At any given time right now we have 50 to 60 startup companies in Cortex, we hope to double and triple that through the establishment of these five innovation centers.

These are the five; CET on the ground already; BioGenerator, who just expanded their lab space from 5000 to 17,000 square feet.; Cambridge Innovation Center, is the premier gold standard for innovation centers in the country, located in Kendall Square in Cambridge adjacent to MIT, where there are 650 companies in about 210,000-215,000 square feet, seven or eight venture capital companies are there, the branches of major corporations are there like Disney, Cisco, Microsoft, Apple, and Shell oil.

Why? They want to rub elbows with these emerging companies, and the emerging companies like to be next to those established companies because there’s mentoring and networking that can go on, and potential sources of exit for them.

That’s a model that we’re trying to implement here, and Boeing as an established company moving in, we’re talking to several other large corporations to establish a presence with their creative groups within the district that they can be part of this talent acquisition cycle and look at companies they might license their technology or buy.

Creating all that gumbo of established and emerging companies is what these five innovation centers are trying to do. CIC is the quintessential example for that, this is their first expansion outside of Cambridge, and their second is in Europe in Rotterdam.

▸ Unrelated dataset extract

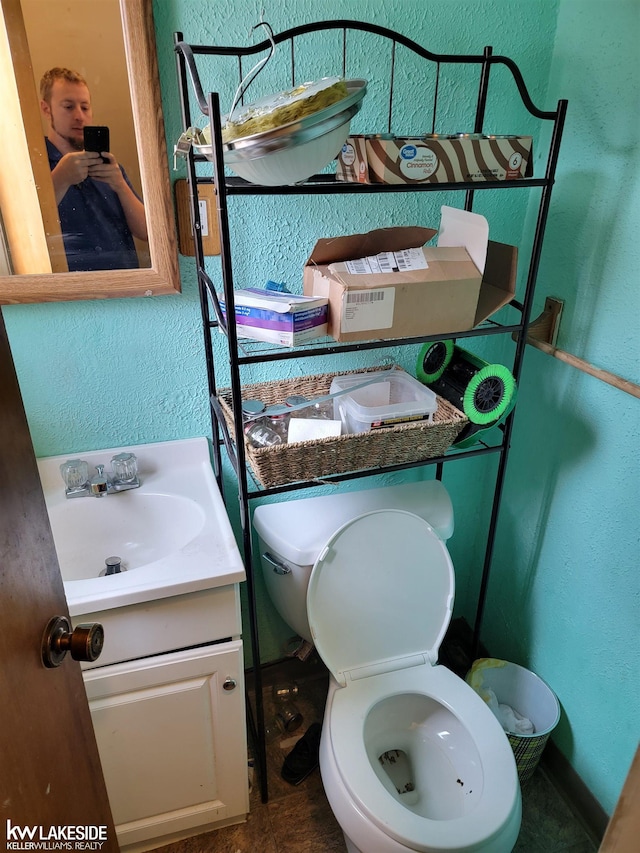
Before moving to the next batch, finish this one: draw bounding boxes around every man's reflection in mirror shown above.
[40,68,148,272]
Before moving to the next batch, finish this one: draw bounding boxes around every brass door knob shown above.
[42,616,104,669]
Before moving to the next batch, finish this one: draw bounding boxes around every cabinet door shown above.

But we’re the first expansion; the space is now being built out for the in @4240 and will be open in September. And they’re moving one of their partners and his family here to St. Louis to run it.

The Impact Hub is a global social entrepreneurship organization founded in London in 2006, and there are about 45 of these globally. We would like to become one of those.

We’re in the process of vetting that out with them and that would help us to establish our international objective as well. If you’re a member of one hub, you’re a member of all hubs.

Tell us about Tech Shop?

TechShop is very important for us. It’s a membership-based maker space, open access workshop area with lots of great tools; water-jet cutters, wood and metal lathes and those types of things.

It’s important to have that in an innovation community for prototyping new products. Jim McKelvey talks about prototyping Square at the Menlo Park Tech Shop, which was when he finally started to get traction.

It’s open access, so it’s for social entrepreneurs, it’s for soccer moms, it’s for anybody that has a creative itch they want to scratch and it creates its own social network as well.

People belong to it in a similar way people belong to fitness center. This is a social network for makers, so it’s very complementary to the other innovators.

In just the two months since this interview took place, Cortex officials have continued to announce new successes, including news that the makers of Fleischman’s Yeast (and other products) AB Mauri is relocating to Cortex (from Chesterfield), as well as the possibility of the paired programming initiative started by Jim McKelvey, LaunchCode, establishing a location in the mixed-use innovation district.